I see the prices for the Jelco tonearms aren't too high really. Are lowest cost tonearms really not worth considering or would the tonearms that are at the next price level up be a. Better choice?

To be honest I've never installed a Tonearm before but I figured that I'm capable of learning since I work on all kinds of mechanical things from motorcycles to robotics integration. So how how hard is Tonearm installation?

Thanks...Blake
 
To fit the SL-1200 arm (and also the Rega RB300 and other fixed-position arms) you must mount it at the correct distance from the spindle, precisely (the mounting distance is unique for each arm, though many have similar specs). The platter on the SL-1100 has an extra apron that contains the dots for the strobe, which makes it larger than most platters (which is usually a bit over 12"). This could make the mounting of the SL-1200 arm problematic, as it has a relatively large mounting base, and it may not be possible to mount the arm where you need to. You may need need to get a new arm board, as the original metal arm board already has a mounting hole (also, removing the EPA-110 will leave empty holes where the arm rest and lift lever used to be, which can be an eyesore, aesthetically).

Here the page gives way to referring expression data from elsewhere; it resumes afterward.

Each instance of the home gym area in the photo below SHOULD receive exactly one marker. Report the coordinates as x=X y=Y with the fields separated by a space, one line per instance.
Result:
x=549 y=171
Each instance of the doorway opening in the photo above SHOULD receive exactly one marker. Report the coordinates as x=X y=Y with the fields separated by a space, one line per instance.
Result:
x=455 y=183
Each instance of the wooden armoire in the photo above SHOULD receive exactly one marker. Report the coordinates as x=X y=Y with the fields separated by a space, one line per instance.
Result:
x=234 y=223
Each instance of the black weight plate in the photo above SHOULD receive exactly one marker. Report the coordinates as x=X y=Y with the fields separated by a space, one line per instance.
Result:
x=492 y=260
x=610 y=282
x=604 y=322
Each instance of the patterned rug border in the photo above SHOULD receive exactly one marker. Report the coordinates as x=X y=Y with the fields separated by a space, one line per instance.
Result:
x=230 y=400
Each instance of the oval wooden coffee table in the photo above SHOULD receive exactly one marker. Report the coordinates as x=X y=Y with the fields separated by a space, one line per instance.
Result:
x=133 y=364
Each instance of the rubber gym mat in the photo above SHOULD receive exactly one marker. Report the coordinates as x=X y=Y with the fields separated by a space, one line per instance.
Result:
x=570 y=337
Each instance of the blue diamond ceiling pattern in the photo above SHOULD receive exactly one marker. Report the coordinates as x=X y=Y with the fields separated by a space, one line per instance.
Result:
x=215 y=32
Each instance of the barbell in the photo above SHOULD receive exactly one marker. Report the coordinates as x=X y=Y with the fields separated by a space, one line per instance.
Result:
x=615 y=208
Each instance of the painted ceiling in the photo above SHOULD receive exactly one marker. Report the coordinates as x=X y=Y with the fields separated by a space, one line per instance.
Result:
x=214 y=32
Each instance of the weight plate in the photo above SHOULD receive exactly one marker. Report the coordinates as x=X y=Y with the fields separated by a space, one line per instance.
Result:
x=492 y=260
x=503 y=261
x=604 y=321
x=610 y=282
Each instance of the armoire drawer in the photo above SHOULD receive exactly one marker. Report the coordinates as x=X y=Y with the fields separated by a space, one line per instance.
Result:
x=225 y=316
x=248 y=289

As for the connections on the SL-1200 arm (if it can be fitted), there is a tag strip inside that can be re-used, and to which you may be able to solder the arm wires. I guess at this stage it is best you take a look under the hood to see for yourself (just the arm board; there's nothing else you need to worry about, IMO). Just a caution, though: when removing the bolts which hold the arm board, make sure you use a flat screw driver that fits the slots perfectly, as the brass heads are easily damaged.
 
From the suggestion about the Jelco tonearms I see that they in fact seem to be a nice choice as an aftermarket non-original Tonearm. When buying an aftermarket arm such as the Jelco do they provide installation instructions as well as mounting location dimensions?
 
Hi

There's normally a mounting template provided with these arms, showing the size of hole needed and its position, plus instructions for mounting. The template would also show any other holes required for mounting, and the dimensions of the arm base. The Jelco arms use the 3-bolt "Linn" fixing, but their models come in various lengths.

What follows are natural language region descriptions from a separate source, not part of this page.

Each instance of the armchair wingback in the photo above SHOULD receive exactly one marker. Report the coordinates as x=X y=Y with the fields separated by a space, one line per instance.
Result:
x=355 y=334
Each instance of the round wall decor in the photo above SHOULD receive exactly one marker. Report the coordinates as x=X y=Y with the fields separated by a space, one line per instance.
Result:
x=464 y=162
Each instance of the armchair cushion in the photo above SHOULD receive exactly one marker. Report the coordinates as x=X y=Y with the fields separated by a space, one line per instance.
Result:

As Shaun says, above, you need to make sure the arm mounting doesn't foul the outer edge of the platter. The key measurement is the "pivot-to-spindle" one - the distance between the spindle in the centre of the record and the pivot-point of the arm. For the stock EPA-110 this is 221 millimetres, close to the standard Rega mounting-point (222 mm).

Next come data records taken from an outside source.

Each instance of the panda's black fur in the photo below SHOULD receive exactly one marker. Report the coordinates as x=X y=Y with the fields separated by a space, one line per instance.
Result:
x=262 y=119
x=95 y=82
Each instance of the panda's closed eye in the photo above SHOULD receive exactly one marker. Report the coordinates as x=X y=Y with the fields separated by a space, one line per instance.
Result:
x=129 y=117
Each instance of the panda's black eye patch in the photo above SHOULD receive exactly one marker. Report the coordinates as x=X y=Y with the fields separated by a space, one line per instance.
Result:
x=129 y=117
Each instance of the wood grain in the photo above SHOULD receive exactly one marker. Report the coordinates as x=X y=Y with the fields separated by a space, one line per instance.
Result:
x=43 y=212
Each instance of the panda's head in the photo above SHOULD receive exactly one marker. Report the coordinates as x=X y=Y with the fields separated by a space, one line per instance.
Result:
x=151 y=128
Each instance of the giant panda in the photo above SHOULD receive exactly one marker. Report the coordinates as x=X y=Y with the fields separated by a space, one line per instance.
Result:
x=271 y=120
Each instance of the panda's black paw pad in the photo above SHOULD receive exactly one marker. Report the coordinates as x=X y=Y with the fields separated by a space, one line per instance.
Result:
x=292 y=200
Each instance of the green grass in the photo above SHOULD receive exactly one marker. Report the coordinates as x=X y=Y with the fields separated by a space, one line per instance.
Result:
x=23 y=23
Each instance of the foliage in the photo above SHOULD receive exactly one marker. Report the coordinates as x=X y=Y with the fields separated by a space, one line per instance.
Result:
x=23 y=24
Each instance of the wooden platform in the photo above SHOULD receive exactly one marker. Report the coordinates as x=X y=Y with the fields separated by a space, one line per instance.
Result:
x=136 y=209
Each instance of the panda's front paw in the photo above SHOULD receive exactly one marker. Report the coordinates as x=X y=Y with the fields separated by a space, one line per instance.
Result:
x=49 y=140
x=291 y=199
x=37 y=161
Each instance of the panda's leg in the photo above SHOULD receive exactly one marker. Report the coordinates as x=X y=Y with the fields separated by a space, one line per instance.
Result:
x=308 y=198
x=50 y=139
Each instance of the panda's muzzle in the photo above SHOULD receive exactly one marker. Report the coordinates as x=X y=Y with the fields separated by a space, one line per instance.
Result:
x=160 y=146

The Jelco SA-250ST (the straight, black tonearm) needs to be mounted 210 mm from the spindle, so might be a tight fit on your deck. The SA-750D top-of-the-range arm should be mounted at 214 mm distance. There are mounting templates for both in the Library section of the Vinyl Engine website that you could download and print for a trial fitting. The SA-750 is available as a 10-inch and a 12-inch arm too, and these would be mounted further out.

Vinyl Engine also has a full set of manuals (including service and circuit schematic) for the SL-1100. You just need to register (free) to access these.